And he says, how's your personal style?
And I remember thinking, well, my maternity pants still fit really well. And I last bought shoes five years ago or something. And there was this kind of, there was this sort of silence at the other end of the line has someone thinking, okay, we're going to have to come over and have a conversation with you. So I suppose, you know, when it comes to expectations, one of those has to do with what we think a first lady looks like in many senses. And then there's all these other things that it's meant to be this very sort of, uh,
supportive role for the genius, the sort of the softer side to his strong male leader.
And of course, I'm very supportive of my husband. Of course, I'm proud of my husband,
but I wouldn't consider being my husband's wife, my defining characteristic as a human being.
So that was some, those are some of the things that I grappled with as we embarked on this,
this unexpected adventure. I mean, I was kind of amazed to learn that, I mean, I know you didn't get
paid to be First Lady. Obviously, you're not an elected official, but did you have a staff or a budget
or because you were asked to do things in that role of First Lady, weren't you? So, as you said,
it's a very, it's a very gray area in a sense. Because as you said, of course, I wasn't an elected
an official without a job title. So no, there's no salary, there's no dedicated staff. There's,
there's nothing like that. But when you host incoming heads of state, when you, when there are
official visits or big occasions, it is rather expected that the spouse will go along. And I was
happy to do that. I was excited to do that. I loved doing it. And it was an incredible honor. And I
suppose an advantage in Iceland was that it was also important for me to continue with my paid work.

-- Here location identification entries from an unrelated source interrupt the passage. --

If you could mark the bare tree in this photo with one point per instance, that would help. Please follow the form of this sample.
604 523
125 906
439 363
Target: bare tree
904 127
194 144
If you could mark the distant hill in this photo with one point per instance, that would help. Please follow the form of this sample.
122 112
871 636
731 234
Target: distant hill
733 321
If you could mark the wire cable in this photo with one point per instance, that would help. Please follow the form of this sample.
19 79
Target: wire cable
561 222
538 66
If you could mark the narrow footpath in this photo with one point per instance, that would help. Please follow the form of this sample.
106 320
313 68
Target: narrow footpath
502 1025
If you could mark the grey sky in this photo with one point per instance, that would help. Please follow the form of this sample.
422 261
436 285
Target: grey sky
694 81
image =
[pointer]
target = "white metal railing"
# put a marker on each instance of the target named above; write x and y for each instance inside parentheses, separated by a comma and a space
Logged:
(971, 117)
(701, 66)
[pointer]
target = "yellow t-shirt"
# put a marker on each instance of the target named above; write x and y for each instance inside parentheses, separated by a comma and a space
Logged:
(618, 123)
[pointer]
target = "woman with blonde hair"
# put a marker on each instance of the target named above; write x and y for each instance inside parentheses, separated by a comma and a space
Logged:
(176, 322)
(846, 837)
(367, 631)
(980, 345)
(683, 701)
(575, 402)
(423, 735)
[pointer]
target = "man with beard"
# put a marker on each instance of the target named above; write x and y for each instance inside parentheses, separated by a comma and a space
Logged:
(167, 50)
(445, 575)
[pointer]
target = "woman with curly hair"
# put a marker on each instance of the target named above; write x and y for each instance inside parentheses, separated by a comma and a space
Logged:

So while I stopped doing certain projects, I continued, for example, running the Iceland Writers
retreat because that's my professional baby, if you will. So that was something that was really
important for my own identity to think, well, why should I quit my job because my husband was
elected to a new one? And to me, it was such an unexpected and wonderful opportunity to have my
voice heard to work to kind of confound expectations, to give women voices, even though, you know,
we're quote unquote merely the spouse is there. But to say that I have a voice, I can speak up
about issues, that to me was an opportunity that I didn't want to let pass me by.
So my last question, how do you feel you're different from the woman that you were prior to
walking into that role? How do you think that role changed you or affected you personally?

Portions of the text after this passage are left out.